• U.S.

World Battlefronts, STRATEGY: Hand Across the Seas

3 minute read
TIME

The Jap spread his little hands. His planunfolded. The world saw that the Philippines, Singapore, the threatened Indies and frightened Australia were enormous incidents in a strategy even bigger than any of his foes had conceived or feared. The Jap was not only fighting for the riches, the places, the physical possessions of the Far Pacific, but for even more.

He was after sea lanes. It was for them, and for the world power that they could give him, that he reached when his forces closed on Singapore; when he drove at the East Indies’ heart and center through Macassar Strait; when, last week, on the easternmost flank of the Indian Archipelago, he squatted in the Bismarcks, the Solomon Islands, New Britain, New Guinea.

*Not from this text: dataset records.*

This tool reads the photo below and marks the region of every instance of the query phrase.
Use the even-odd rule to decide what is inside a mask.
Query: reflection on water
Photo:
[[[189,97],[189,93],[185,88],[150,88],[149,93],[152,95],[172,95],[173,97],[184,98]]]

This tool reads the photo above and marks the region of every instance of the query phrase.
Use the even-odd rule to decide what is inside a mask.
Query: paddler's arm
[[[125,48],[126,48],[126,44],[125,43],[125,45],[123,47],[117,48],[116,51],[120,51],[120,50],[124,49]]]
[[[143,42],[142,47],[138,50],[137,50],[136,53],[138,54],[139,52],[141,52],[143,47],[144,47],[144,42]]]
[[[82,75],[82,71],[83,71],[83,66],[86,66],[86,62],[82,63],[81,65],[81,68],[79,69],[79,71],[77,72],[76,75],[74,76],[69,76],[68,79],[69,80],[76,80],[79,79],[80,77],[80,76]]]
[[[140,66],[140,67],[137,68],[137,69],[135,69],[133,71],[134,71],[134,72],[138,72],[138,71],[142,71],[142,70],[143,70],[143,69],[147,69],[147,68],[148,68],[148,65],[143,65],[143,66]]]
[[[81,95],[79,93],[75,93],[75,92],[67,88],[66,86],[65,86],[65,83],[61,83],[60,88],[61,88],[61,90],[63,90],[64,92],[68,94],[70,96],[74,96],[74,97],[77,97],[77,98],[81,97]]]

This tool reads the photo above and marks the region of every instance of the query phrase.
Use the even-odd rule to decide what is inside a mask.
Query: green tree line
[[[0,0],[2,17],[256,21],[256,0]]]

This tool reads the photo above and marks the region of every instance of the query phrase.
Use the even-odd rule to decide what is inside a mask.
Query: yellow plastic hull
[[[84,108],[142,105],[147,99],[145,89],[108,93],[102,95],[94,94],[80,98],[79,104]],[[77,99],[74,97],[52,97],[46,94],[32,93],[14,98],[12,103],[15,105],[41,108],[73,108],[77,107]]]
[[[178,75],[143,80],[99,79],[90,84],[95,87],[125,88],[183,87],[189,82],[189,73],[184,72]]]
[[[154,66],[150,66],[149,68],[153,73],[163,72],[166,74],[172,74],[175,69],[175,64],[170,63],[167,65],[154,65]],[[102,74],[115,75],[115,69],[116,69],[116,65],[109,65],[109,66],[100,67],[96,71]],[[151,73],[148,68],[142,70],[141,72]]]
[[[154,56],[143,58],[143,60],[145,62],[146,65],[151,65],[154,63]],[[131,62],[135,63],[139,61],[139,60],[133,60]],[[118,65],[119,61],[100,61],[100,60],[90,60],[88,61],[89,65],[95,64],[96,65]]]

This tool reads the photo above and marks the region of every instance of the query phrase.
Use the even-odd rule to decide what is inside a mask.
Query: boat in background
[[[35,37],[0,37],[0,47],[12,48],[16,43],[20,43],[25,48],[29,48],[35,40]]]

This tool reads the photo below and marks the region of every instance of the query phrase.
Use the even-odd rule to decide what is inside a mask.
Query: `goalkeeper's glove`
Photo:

Each lane he snipped lengthened the distance that U.S. aid must go to reach the Indies, Singapore, Burma, China. More important than the rubber, oil, tin, platinum, coffee, quinine which the Jap’s conquests brought him was his occupation of key points. A little farther and he could cut off the U.S. from all routes to the eastern battlefront except around Australia. But now the westernmost prong of the Japanese attack, in and around New Guinea, threatened even the U.S. route to Australia and raised yet another rampart across the Americas’ Pacific routes.

Yellow Lava. When the Allies divided Germany’s Pacific empire after World War I, Australia shared New Guinea half-&-half with the Dutch, also got the neighboring Bismarck Archipelago and renamed its chief islands New Britain and New Ireland. Similarly mandated to Australia were the nearby, seemingly insignificant Solomons. Japan got the Marshalls and the Carolines. All the mandating powers promised not to fortify their new protectorates.

Last week the Jap came to Rabaul on New Britain. He arrived in 100 bombers, probably from the Carolines, which he has fortified regardless of his pledge. Death from the skies was no new thing for Rabaul; in 1937 two volcanoes reared an arc of steam and lava 4,000 feet above the town. Two hundred and sixty people were killed. Jap bombers killed eleven.

Then the enemy came by sea. Rabaul sighted three carriers, five transports near its harbor, saw planes overhead. Aussie militiamen radioed that they would blow up the town’s wharf and power station and retreat fighting. Then no more was heard from Rabaul by radio. The Jap landed in the Solomons, in New Ireland, at a few tentative points in ill-defended New Guinea.

The little hands were gathering up the sea lanes.